8th BCAM–EHU Summer School on Harmonic Analysis and PDEs: Energy Minimisation in Analysis and Discrete Geometry Takes Place in Bilbao
- The summer school took place at the Basque Centre for Applied Mathematics (BCAM) and the University of the Basque Country (UPV/EHU) in Bilbao from 29 June to 3 July, bringing together graduate students and early-career researchers with three internationally recognised specialists in harmonic analysis and discrete geometry.
The Basque Centre for Applied Mathematics – BCAM and the University of the Basque Country – UPV/EHU organised the eighth edition of the BCAM–UPV/EHU summer school on Harmonic Analysis and PDEs, known within the research community as HAPDE. This year's theme was "Energy Minimisation in Analysis and Discrete Geometry".
Over five days, three intensive mini-courses unpacked different mathematical perspectives on this landscape, each revealing unexpected connections to harmonic analysis, Fourier methods and discrete geometry.
Dmitriy Bilyk of the University of Minnesota opened the school with a course on energy minimisation on the sphere, discrepancy and spherical designs. His lectures revisited a classical lower bound due to J. Beck on the inherent irregularity of any finite point set on a sphere, presented through entirely elementary techniques. Participants encountered the Stolarsky principle—an elegant identity linking uniformity to the sum of pairwise distances—and the linear programming method, a powerful tool for establishing tight bounds on highly symmetric structures such as spherical designs and codes.
Ujué Etayo from CUNEF Universidad followed with a course on optimal point distributions and spherical t-designs, centred on a landmark 2013 theorem by Bondarenko, Radchenko and Viazovska. That theorem resolved a longstanding conjecture by proving the existence of near-optimal spherical designs in all dimensions—a breakthrough later honoured when Viazovska received the 2022 Fields Medal for related work on sphere packing. Etayo's lectures traced the proof in full detail and explored how the underlying ideas extend to more general curved manifolds.
Bianca Gariboldi of the Università degli Studi di Bergamo completed the trio with a course on irregularities of distribution and the Cassels–Montgomery lemma, a central tool demonstrating that certain shapes—such as discs or spherical caps—can never be distributed with perfect uniformity.

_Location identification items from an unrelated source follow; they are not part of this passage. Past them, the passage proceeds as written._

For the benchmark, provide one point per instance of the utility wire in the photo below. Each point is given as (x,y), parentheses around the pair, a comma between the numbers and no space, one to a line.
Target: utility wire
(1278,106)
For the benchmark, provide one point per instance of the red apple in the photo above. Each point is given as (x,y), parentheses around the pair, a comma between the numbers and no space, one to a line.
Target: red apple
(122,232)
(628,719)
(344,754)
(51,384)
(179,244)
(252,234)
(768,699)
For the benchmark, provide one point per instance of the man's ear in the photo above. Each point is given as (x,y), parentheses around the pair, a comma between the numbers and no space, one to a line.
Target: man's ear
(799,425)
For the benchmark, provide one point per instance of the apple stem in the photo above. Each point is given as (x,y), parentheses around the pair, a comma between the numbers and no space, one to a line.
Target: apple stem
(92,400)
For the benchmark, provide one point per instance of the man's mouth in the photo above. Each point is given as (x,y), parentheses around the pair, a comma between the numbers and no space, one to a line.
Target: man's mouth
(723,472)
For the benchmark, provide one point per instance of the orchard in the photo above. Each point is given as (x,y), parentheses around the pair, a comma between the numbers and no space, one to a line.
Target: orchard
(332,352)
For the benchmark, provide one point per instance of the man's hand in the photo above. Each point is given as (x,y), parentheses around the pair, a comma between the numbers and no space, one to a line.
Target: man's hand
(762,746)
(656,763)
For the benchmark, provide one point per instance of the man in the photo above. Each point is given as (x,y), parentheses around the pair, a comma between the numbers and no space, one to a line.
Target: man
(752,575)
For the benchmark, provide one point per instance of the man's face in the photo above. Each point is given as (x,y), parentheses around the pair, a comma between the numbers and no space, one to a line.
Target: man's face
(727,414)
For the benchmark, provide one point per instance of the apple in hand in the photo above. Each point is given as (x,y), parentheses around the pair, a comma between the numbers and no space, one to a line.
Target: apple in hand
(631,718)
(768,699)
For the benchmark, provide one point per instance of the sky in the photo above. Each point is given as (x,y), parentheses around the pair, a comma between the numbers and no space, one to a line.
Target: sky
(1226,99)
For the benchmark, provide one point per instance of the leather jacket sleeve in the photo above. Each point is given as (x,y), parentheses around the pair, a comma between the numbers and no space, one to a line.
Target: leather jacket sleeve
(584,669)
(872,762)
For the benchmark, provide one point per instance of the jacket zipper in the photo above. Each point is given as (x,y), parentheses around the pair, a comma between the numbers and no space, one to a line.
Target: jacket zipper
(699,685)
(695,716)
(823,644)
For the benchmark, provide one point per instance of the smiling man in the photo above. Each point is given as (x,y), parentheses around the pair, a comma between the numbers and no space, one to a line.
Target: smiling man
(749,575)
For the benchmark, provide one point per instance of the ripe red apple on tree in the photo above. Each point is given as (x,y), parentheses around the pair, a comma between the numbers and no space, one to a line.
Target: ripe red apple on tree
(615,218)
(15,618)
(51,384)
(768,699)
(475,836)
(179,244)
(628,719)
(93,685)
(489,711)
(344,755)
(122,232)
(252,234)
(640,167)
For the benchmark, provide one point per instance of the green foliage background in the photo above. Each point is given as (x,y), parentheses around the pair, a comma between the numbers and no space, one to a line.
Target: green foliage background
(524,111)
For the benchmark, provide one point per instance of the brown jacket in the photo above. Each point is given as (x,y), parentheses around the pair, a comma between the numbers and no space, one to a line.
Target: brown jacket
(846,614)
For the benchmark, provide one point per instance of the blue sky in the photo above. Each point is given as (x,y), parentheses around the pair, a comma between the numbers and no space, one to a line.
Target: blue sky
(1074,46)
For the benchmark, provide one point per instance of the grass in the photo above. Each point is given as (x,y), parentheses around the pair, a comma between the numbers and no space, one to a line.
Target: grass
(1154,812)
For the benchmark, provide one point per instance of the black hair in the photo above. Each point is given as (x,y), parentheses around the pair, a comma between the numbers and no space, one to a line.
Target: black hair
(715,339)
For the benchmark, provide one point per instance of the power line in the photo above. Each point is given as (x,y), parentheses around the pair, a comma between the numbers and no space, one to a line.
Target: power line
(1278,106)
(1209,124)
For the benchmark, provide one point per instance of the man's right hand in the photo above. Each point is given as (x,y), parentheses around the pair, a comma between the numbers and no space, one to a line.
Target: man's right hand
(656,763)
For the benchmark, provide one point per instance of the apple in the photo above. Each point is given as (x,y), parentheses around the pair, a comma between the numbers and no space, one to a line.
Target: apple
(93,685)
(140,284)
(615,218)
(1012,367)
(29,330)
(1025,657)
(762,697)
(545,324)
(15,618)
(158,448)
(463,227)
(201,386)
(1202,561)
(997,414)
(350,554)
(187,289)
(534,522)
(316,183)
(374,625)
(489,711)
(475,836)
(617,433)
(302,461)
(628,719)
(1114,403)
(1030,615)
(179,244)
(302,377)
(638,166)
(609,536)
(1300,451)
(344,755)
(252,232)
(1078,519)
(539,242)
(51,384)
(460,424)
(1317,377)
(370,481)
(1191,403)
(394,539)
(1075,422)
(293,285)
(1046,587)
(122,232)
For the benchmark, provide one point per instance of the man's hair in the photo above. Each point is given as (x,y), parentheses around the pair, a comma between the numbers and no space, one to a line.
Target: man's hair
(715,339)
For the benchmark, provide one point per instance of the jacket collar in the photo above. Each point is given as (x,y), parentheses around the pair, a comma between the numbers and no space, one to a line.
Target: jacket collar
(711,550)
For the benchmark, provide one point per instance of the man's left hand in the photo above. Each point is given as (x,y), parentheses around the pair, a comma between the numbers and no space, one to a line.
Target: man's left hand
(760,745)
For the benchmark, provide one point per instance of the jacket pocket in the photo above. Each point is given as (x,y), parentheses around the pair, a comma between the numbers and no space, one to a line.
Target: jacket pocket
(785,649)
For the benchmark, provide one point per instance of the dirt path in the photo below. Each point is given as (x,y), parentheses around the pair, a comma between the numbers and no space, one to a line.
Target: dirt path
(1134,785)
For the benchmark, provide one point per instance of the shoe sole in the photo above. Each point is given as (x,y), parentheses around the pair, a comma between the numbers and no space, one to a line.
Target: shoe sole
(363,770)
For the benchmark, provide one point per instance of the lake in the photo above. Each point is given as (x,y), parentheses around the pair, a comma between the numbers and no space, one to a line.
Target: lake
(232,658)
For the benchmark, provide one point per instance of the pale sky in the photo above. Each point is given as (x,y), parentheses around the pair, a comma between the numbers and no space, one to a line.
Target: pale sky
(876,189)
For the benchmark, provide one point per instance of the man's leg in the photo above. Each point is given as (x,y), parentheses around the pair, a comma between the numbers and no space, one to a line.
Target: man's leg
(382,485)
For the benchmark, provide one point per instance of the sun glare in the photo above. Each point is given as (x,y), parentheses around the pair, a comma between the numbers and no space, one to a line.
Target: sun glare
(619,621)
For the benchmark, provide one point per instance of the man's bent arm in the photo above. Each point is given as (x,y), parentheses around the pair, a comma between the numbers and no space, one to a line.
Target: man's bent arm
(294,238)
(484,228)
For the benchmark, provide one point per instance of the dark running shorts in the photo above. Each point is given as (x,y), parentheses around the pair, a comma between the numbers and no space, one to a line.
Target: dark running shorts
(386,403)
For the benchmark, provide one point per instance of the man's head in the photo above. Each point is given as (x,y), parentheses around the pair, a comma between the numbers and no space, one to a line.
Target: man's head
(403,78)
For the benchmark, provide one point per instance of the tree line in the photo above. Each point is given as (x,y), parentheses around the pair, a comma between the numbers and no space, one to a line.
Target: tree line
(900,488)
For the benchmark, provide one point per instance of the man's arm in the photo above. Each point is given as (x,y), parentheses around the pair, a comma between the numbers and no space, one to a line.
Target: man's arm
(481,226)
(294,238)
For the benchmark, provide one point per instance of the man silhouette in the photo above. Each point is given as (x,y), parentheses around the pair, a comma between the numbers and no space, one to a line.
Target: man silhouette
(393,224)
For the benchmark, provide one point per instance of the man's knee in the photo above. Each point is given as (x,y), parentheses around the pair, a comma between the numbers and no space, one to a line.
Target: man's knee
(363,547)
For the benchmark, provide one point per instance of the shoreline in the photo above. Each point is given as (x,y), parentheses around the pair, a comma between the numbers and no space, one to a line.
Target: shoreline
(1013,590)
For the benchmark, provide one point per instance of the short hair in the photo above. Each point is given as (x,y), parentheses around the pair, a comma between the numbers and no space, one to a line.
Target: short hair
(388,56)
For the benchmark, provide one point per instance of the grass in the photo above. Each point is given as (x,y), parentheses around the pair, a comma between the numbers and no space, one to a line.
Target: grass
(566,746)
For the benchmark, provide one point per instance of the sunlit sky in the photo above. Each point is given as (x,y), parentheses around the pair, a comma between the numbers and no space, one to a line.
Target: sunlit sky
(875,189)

Starting from the classical torus, her lectures generalised the argument to Riemannian manifolds, revealing unexpected connections between number theory, geometry and Fourier analysis.
The school operated across two sites: BCAM's headquarters and the UPV/EHU's Department of Mathematics on the Bizkaia campus in Leioa. After the first two lectures days, participants then formed small research groups for guided collaborative work the following days. On Friday morning, each group presented its progress to the assembled school.
The summer school was organised by Javier Canto (EHU) (he/him), Daniel Eceizabarrena (BCAM) (he/him), Ioannis Parissis (EHU and Ikerbasque) (he/him), and Mateus Sousa (BCAM) (he/him).